Two prizes were awarded: $400 to the team that produced the highest DC voltage and $400 to the team that produced the most cost-effective voltage (maximum voltage divided by total cost of materials purchased). Teams could create a system using only one motor, or utilize multiple motors which they could purchase to maximize voltage in a series circuit configuration. 

The award for maximum voltage produced went to Shaivi Ganatra (MSI Information, ‘22), Mohit Thakur (MSE Automotive and Manuf. ‘22), Amit Chopde (MSE Battery Tech., ‘22), and Rohit Damodar (MSE Electrical and Computer Science Engineering, ‘22) who produced a very impressive three turbine structure. 

The most cost-effective voltage was produced by Myla Lyons (BA Biopsychology, Cognitive Science, ‘23), Zach Goldberg(MBA Business, ‘23), Emily Wang (BBA Business, ‘22), Rania Uppal (BS Computer Science, ‘24), and Ava Mauser (PhD Biomedical Engineering, ‘23) who utilized playing cards for the entire structure of their contraption.
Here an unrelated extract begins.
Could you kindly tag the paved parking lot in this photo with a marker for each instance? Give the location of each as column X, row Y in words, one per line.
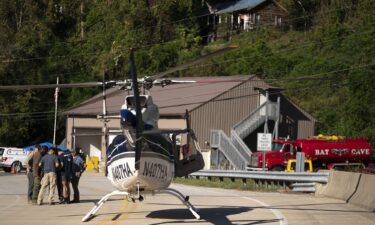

“The reality that five strangers, all different ages and majors, could come together and create a winning design reminds me of why I am pursuing engineering at Michigan,” said Rania Uppal. “I have the opportunity to build connections with people outside of my immediate circle and participate in activities like the Innovation Challenge that work to strengthen and grow my creative thinking skills. 

“The pride that I felt for my team at the end of the challenge sticks with me, not just because of the competition results but instead because of our successful collaboration and problem-solving.” 

This was the largest turnout for an on-campus event for the CFE in recent memory. Students commented that they enjoyed the chaos, camaraderie, and entrepreneurial themes through the challenge. 

“I would encourage everyone to attend the next Innovation Challenge,” said participant Ava Mauser. “You never know who you will meet, the connections you will develop, and how it can propel you forward into additional opportunities.”